AI Data Infrastructure Engineer in United States at Jobgether
Explore Related Opportunities
Job Description
This position is posted by Jobgether on behalf of a partner company. We are currently looking for an AI Data Infrastructure Engineer in the United States.
This role focuses on designing, building, and operating large-scale data systems that power modern AI training and evaluation workflows. You will work on complex, high-throughput data infrastructures that support multimodal datasets and ensure high-quality data delivery for machine learning pipelines. The position combines deep data engineering expertise with a strong understanding of AI system requirements, including scalability, reliability, and performance optimization. You will contribute to building ingestion, transformation, validation, and dataset management systems that directly influence model quality and training efficiency. Working in a highly technical environment, you will collaborate with ML engineers and researchers to align data architecture with evolving AI needs. This is a hands-on, impactful role ideal for engineers passionate about large-scale systems and cutting-edge AI infrastructure.

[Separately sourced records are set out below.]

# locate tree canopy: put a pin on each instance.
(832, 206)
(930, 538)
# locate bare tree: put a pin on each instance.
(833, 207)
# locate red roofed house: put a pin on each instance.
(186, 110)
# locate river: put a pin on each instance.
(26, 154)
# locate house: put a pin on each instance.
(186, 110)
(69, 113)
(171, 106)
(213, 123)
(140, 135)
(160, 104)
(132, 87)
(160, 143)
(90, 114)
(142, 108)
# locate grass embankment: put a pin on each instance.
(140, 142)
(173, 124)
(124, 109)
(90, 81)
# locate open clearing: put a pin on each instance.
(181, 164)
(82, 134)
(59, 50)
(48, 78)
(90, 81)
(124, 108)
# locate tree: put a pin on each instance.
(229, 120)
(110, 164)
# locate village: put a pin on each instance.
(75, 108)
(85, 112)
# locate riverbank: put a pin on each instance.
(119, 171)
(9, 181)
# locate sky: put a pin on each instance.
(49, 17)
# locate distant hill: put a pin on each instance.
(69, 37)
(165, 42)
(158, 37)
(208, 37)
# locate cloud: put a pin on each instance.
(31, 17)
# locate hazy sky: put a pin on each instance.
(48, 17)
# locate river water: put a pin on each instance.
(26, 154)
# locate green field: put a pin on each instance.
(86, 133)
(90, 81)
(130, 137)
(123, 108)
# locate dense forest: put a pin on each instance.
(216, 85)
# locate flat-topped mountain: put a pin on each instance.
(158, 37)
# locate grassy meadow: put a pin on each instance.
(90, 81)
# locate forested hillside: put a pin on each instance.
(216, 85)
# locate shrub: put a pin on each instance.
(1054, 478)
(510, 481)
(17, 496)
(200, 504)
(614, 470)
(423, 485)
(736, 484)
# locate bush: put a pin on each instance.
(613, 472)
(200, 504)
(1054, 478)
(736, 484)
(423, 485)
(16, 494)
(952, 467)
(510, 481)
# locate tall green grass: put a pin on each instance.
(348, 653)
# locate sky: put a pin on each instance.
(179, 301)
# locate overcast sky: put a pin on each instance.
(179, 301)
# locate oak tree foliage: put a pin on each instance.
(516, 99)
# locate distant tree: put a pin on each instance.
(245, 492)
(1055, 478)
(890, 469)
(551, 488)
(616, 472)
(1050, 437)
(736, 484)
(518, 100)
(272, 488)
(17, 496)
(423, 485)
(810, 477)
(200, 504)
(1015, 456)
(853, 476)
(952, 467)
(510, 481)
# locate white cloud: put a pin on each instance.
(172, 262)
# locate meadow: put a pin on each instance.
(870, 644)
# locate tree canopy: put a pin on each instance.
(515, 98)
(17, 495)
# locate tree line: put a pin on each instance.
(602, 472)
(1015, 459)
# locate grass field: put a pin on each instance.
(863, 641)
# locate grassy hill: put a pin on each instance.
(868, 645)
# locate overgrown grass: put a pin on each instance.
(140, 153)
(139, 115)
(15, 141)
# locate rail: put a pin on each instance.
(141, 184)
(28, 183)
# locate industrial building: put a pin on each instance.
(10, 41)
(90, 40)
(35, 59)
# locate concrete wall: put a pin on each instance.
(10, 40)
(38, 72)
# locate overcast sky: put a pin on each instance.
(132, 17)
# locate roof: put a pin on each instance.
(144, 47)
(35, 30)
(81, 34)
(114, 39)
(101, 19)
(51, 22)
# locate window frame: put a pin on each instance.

- Design, build, and maintain large-scale data pipelines supporting AI training, evaluation, and continuous model improvement workflows.
- Develop ingestion and processing systems for multimodal datasets including text, image, audio, video, and structured data.
- Implement data cleaning, deduplication, validation, and quality assurance processes at petabyte-scale.
- Build dataset versioning, lineage tracking, and reproducibility systems to ensure reliable AI training environments.
- Optimize high-throughput data delivery systems to maximize compute and GPU utilization.
- Collaborate with ML researchers and engineers to support dataset construction, evaluation pipelines, and AI model development needs.
- Design scalable storage architectures and implement observability tools for data quality, performance, and pipeline health.
- Ensure data governance, privacy compliance, and secure handling of sensitive datasets across systems.
- Bachelor’s or Master’s degree in Computer Science, Engineering, or a related technical field.
- 6+ years of experience in data engineering, preferably supporting machine learning or AI systems.
- Strong proficiency in Python and at least one systems or JVM-based language (e.g., Java, Scala, Go).
- Hands-on experience with distributed data processing frameworks such as Spark, Beam, or Ray.
- Experience operating large-scale or petabyte-level data infrastructure systems.
- Strong understanding of distributed systems, data modeling, storage formats, and pipeline architecture.
- Experience with dataset versioning, lineage tracking, and ML reproducibility workflows.
- Strong software engineering practices including testing, CI/CD, and system design.
- Excellent communication skills and ability to work cross-functionally with technical teams.
- Experience with multimodal datasets, privacy-aware systems, or AI training pipelines is a plus.
- Competitive salary aligned with experience and expertise (W2 employment).
- Full-time, long-term remote position within the United States.
- Comprehensive benefits package (health, dental, vision, and wellness support).
- 401(k) retirement savings plan and financial security programs.
- Paid time off, holidays, and work-life balance support.
- Opportunity to work on cutting-edge AI infrastructure and large-scale data systems.
- Professional growth in advanced AI, distributed systems, and data engineering domains.